一方、今回の「第3波」では広い年齢層で感染が広がっており、特に医療施設や介護施設内でのクラスター感染が多発しているといいます。

田村憲久厚労相は17日の記者会見で「医療施設や介護施設でのクラスター(感染者集団)が多発している」と指摘した。

会食による感染抑制のために飲食店の営業時間短縮を実施するというのは、施策として有効な可能性があるといえます。

しかし今回の感染拡大では、現時点での飲食店の営業時間短縮により、感染抑制に効果があるのかどうかは疑問の余地が残ります。

居酒屋・バーなど、時短要請で大打撃

感染拡大を抑制できる確証がないとはいえ、これ以上広がる前に手を打っておく、という意味では時短要請にも意味があるのかもしれません。

しかし、営業時間を短縮する飲食店などは、売上減少などの打撃を受けることになります。

日本フードサービス協会による「外食産業市場動向調査」のデータをグラフ化すると、新型コロナウイルス流行に伴う外出自粛などで、飲食店が被った悪影響が顕著に見えてきます。

2020年 飲食店 売上高
▲[2020年 飲食店の業態別売上高]:口コミラボ編集部作成

緊急事態宣言が解除されてからは売上高も回復傾向にあったものの、営業時間短縮が要請されていた8月は転じて減少傾向にあったことがわかりました。

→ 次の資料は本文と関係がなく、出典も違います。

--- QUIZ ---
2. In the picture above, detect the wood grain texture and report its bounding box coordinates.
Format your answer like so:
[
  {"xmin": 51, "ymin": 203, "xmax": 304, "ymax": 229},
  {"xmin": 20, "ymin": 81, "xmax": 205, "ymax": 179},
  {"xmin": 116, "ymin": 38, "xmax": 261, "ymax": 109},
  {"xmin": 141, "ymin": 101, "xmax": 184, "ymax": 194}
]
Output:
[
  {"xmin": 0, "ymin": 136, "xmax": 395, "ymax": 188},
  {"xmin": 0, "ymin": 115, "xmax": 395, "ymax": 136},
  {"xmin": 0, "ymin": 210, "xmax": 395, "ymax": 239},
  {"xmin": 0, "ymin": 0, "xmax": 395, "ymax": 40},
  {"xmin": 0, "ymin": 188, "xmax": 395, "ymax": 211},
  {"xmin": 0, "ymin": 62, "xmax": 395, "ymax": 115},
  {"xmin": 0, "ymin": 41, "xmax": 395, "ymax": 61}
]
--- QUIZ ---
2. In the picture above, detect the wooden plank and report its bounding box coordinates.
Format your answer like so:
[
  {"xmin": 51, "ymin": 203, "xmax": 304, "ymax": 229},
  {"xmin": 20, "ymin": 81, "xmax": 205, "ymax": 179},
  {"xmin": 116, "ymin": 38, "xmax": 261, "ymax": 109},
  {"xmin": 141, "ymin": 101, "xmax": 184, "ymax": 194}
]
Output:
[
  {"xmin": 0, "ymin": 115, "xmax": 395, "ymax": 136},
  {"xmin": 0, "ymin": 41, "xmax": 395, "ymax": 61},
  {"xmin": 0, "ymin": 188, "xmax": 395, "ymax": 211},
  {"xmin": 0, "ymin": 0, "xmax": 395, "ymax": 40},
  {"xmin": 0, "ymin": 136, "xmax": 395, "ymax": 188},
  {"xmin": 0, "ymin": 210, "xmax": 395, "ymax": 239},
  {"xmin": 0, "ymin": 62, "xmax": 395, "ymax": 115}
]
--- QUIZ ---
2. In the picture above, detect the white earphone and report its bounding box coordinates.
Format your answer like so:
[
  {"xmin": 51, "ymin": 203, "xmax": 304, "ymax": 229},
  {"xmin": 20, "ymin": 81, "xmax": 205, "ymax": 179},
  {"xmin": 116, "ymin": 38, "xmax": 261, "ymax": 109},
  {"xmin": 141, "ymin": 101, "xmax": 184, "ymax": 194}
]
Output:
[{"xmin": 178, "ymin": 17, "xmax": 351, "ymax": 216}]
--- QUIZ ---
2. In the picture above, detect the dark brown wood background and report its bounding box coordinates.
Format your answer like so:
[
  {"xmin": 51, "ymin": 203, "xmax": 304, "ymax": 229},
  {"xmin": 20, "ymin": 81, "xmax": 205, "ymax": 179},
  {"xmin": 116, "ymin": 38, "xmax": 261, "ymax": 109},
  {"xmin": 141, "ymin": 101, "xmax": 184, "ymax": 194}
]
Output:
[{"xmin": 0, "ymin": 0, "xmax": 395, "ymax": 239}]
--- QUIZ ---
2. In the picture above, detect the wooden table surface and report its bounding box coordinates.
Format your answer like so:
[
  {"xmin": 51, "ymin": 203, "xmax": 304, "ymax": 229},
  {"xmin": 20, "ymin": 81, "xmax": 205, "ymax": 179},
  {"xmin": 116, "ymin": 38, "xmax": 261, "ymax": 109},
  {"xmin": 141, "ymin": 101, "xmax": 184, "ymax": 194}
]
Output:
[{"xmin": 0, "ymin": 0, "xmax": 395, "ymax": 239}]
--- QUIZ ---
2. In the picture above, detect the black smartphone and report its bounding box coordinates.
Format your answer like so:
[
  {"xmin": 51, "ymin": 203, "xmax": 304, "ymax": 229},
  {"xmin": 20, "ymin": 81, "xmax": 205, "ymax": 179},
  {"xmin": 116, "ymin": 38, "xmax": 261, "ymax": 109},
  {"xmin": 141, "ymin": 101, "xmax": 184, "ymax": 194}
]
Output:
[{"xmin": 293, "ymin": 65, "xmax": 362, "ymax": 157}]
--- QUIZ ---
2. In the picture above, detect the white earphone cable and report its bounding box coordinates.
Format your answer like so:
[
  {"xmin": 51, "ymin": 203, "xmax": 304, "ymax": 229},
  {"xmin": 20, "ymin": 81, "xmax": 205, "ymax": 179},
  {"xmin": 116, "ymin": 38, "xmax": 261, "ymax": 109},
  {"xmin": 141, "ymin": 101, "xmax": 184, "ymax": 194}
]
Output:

特に、パブレストラン(バー)・居酒屋などの夜間営業を行う飲食店では、そもそも8月以前の売上減少が最も大きく、さらに8月の営業時間短縮でも打撃を受けていたようです。

他の業態に比べ回復も遅れており、今回の営業時間短縮要請によって、こうした夜間に営業している飲食店はさらなる打撃を受けることが容易に想像できます。

飲食店から上がる悲鳴…支援は不足状態

実際に、今回の時短要請により、飲食店から「悲鳴」が上がっているという報道が相次いでいます。

しかし、時短要請に伴う補償は十分でないようです。

要請に応じた店舗には、東京都・愛知県では40万円、大阪府では50万円、北海道では60万円の協力金が支給されるということですが、飲食店は家賃や従業員への給料などコストが大きく、50万円前後では損失の補填を賄えない可能性があるといいます。

大阪の飲食店からは、「店舗ごとの損失を調査し、実情に応じた支援を」「支援金だけでは賄えない」という声も上がっているようです。

政府や自治体には引き続き効果のある新型コロナウイルス対策の実施、そして感染対策と経済対策の両立が問われることになるでしょう。